No Cash

Não aceitamos dinheiro
Mobile Transactions Org

Parece que pouco a pouco, nos países mais desenvolvidos, esta vai ser a tendência. No Reino Unido, por exemplo, o comerciante pode se recusar a receber pagamentos em dinheiro.

No Brasil, segundo o Código de Defesa do Consumidor,  artigo 39, inciso IX, é proibido recusar o pagamento em moeda corrente nacional. O lojista pode se recusar a aceitar cartões de débito, credito e cheques, desde que o aviso esteja visível e o consumidor seja informado previamente.

Com mais de 45 milhões de pessoas não bancarizadas em 2019 segundo o Instituto Locomotiva, movimentando anualmente cerca de R$ 817 bilhões na economia, numa situação onde dinheiro ainda é a forma de pagamento mais comum para os setores mais pobres e o cheque é uma moeda paralela no mercado informal, os pagamentos digitais ainda terão um significativo ativo espaço para crescer.

O pagamento do Auxílio Emergencial revelou um contingente de mais 60 milhões de pessoas que nem apareciam nas estatísticas oficiais. O auxilio emergencial foi pago majoritariamente por meio de saques nas agências e agentes autorizados ou transferências bancárias.

A novidade em direção à digitalização foi o aplicativo Caixa Tem, que permite os pagamentos via QR Code e por um cartão virtual de débito.

Os cartões continuam sendo um meio de pagamento importante, com destaque para os cartões pré-pagos, que segundo a ABECS cresceram 145,6%, representando R$ 18 bilhões em transações.
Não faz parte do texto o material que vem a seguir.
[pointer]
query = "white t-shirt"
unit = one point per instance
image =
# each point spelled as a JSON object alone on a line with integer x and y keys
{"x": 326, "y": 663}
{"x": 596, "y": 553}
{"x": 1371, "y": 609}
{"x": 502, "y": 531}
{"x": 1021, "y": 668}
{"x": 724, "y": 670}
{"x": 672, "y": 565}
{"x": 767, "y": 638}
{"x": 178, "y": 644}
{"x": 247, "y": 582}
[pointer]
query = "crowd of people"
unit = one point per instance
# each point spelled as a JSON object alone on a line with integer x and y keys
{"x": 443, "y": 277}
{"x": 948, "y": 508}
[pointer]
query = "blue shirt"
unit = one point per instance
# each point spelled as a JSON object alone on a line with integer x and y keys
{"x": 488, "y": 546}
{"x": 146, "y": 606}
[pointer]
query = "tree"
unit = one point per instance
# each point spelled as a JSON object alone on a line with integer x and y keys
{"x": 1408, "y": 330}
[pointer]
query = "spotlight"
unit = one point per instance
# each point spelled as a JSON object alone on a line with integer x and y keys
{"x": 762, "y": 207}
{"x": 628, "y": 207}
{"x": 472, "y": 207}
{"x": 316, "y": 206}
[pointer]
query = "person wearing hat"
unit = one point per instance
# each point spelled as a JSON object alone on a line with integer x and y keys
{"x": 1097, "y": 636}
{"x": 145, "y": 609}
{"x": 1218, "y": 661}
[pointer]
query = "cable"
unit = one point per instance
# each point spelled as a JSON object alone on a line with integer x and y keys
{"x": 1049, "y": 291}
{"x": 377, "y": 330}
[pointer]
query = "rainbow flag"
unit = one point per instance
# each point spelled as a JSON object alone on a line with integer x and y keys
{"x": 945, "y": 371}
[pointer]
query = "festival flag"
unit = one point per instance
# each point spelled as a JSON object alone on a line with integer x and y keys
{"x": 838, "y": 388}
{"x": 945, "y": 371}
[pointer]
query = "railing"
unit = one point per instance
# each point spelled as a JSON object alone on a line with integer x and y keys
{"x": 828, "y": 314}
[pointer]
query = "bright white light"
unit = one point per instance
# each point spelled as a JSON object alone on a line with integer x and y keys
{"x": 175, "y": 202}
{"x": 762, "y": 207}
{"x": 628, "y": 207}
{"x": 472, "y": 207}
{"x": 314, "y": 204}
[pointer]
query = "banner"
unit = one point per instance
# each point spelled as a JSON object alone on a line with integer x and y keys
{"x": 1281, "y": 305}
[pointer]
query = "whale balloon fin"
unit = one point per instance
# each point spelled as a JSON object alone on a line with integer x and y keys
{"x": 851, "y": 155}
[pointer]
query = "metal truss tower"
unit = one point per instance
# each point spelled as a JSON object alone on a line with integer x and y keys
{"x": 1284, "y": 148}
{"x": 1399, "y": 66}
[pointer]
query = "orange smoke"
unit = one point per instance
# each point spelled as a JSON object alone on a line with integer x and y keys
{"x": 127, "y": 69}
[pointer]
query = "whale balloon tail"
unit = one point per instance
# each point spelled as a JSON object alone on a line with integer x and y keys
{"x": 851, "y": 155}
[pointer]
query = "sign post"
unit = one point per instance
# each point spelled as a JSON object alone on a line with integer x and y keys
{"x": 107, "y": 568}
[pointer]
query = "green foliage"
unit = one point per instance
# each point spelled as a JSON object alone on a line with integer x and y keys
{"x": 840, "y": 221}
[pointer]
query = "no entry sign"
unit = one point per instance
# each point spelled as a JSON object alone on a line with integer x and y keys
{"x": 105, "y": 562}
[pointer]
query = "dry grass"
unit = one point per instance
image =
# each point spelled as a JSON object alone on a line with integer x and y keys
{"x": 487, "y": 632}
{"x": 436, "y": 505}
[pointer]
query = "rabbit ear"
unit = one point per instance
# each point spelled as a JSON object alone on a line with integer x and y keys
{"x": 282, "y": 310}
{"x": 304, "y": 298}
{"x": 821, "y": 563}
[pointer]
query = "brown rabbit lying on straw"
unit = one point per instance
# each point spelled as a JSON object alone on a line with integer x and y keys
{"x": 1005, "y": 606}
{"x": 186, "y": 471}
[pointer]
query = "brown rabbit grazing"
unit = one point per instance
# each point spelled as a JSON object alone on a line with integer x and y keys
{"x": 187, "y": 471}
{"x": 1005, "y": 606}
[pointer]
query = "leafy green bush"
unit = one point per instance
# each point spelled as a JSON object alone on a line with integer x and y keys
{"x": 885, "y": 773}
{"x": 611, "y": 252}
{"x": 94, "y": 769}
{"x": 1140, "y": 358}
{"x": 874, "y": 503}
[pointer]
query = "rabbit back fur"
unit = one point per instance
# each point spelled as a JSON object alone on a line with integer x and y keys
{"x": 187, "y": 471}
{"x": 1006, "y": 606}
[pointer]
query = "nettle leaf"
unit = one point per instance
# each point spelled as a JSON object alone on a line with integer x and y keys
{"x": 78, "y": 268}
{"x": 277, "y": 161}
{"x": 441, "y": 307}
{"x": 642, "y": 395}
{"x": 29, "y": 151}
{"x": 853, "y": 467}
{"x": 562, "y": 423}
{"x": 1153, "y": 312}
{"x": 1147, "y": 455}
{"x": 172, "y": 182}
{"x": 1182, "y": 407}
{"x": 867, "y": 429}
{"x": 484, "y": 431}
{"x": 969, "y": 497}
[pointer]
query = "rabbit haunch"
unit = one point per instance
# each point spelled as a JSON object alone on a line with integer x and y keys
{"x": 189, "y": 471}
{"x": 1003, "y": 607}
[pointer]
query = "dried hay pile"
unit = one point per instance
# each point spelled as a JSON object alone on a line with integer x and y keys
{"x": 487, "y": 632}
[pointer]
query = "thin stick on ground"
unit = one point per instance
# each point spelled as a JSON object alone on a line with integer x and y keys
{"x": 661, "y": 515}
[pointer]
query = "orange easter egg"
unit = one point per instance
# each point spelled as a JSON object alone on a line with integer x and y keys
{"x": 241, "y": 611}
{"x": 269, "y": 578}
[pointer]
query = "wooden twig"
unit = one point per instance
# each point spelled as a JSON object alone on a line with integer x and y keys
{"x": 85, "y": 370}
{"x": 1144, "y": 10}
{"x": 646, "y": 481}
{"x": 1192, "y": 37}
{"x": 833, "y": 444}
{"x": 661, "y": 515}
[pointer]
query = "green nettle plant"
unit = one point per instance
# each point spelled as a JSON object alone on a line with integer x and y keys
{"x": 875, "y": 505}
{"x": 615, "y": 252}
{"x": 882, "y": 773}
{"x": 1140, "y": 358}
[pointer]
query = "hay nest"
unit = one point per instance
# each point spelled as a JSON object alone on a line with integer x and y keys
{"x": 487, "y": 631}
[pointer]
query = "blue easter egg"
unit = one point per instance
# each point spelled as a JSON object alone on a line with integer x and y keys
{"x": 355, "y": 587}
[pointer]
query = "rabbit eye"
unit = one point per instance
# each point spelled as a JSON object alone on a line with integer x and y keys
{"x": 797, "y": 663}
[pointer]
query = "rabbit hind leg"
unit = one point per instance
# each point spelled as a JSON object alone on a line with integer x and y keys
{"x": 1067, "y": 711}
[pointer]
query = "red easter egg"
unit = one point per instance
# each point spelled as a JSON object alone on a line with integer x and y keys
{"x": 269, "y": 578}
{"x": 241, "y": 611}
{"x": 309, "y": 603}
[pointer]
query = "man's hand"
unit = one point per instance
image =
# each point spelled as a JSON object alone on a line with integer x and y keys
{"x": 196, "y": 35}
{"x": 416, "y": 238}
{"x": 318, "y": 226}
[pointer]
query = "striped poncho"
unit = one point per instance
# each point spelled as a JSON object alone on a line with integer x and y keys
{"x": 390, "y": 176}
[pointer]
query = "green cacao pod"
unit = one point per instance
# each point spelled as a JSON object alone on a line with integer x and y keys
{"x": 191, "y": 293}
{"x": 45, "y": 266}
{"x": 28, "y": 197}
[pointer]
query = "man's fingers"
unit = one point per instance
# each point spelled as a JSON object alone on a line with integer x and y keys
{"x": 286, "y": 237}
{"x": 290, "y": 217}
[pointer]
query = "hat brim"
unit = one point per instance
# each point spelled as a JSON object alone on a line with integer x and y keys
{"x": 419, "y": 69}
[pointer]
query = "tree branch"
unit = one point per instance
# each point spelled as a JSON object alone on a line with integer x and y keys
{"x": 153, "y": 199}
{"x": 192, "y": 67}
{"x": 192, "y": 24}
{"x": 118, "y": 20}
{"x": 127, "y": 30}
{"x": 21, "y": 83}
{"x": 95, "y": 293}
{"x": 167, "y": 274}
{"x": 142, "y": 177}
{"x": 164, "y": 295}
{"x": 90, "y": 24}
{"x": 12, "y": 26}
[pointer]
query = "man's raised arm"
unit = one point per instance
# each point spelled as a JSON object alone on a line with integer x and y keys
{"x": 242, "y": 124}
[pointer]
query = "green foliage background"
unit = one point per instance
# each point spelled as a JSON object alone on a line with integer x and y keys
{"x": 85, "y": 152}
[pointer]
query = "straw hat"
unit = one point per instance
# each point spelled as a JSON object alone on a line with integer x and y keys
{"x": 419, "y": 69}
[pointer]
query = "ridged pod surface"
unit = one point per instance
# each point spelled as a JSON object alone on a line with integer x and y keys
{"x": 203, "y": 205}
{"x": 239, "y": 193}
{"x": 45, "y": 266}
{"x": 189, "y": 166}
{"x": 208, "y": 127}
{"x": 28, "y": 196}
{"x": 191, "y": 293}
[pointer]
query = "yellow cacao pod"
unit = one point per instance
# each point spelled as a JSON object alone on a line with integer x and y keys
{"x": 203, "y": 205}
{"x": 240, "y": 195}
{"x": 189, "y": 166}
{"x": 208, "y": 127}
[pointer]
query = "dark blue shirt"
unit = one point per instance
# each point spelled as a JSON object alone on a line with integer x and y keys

Em 2020, o destaque foi para os pagamentos por aproximação (cartões contactless e transações NFC):

Volume de pagamentos por aproximação
Fonte: ABECS

Parte significativa deste volume foi devido ao crescimento do e-commerce durante a pandemia do Covid-19. Ainda segundo a ABECS, o volume de compras não presenciais atingiu R$ 126,2 bilhões, representando um crescimento de 49,3% em relação ao ano anterior.

Transações e-commerce
Fonte: ABECS

Como estrela do momento e apontando para o futuro do Open Banking, o PIX demonstra todo seu potencial.

PIX
Marca definida pelo BC para o sistema de pagamentos instantâneos

Este foi quadro do PIX em 31/01/2021:

  • 159,4 milhões de chaves, sendo cerca de 6 milhões de chaves Pessoa Jurídica
  • 65,5 milhões de usuários, totalizando 101 milhões de contas
  • 200 milhões de transações, sendo 138,8 milhões de transações entre pessoas físicas.

A partir de fevereiro, o Sem Parar passou a aceitar PIX para o pagamento das contas e para a recarga das contas pré-pagas, mostrando que a tendência é adoção deste meio de pagamento em diversas modalidades de serviços.

A próxima fronteira é a cadeia de pagamentos dos Arranjos Fechados, aqueles ecossistemas que envolvem fornecedores, seus clientes e os clientes dos clientes.

Nestes segmento, onde o maior volume de transações ainda acontece por meio de DOC, TED e boletos, a introdução dos pagamentos instantâneos provocará uma verdadeira revolução nos processos, permitindo uma integração praticamente transparente entre os sistemas financeiros e de logística. O impacto acontecerá nos custos financeiros das transações, mas também no tempo decorrido entre a confirmação do pagamento e a entrega dos produtos e serviços.

Em resumo, dinheiro e cheques ainda continuarão sendo utilizados como importantes meios e pagamento, mas seu peso relativo no volume global de transações tende a diminuir nos próximos anos, com a evolução e sofisticação dos pagamentos eletrônicos.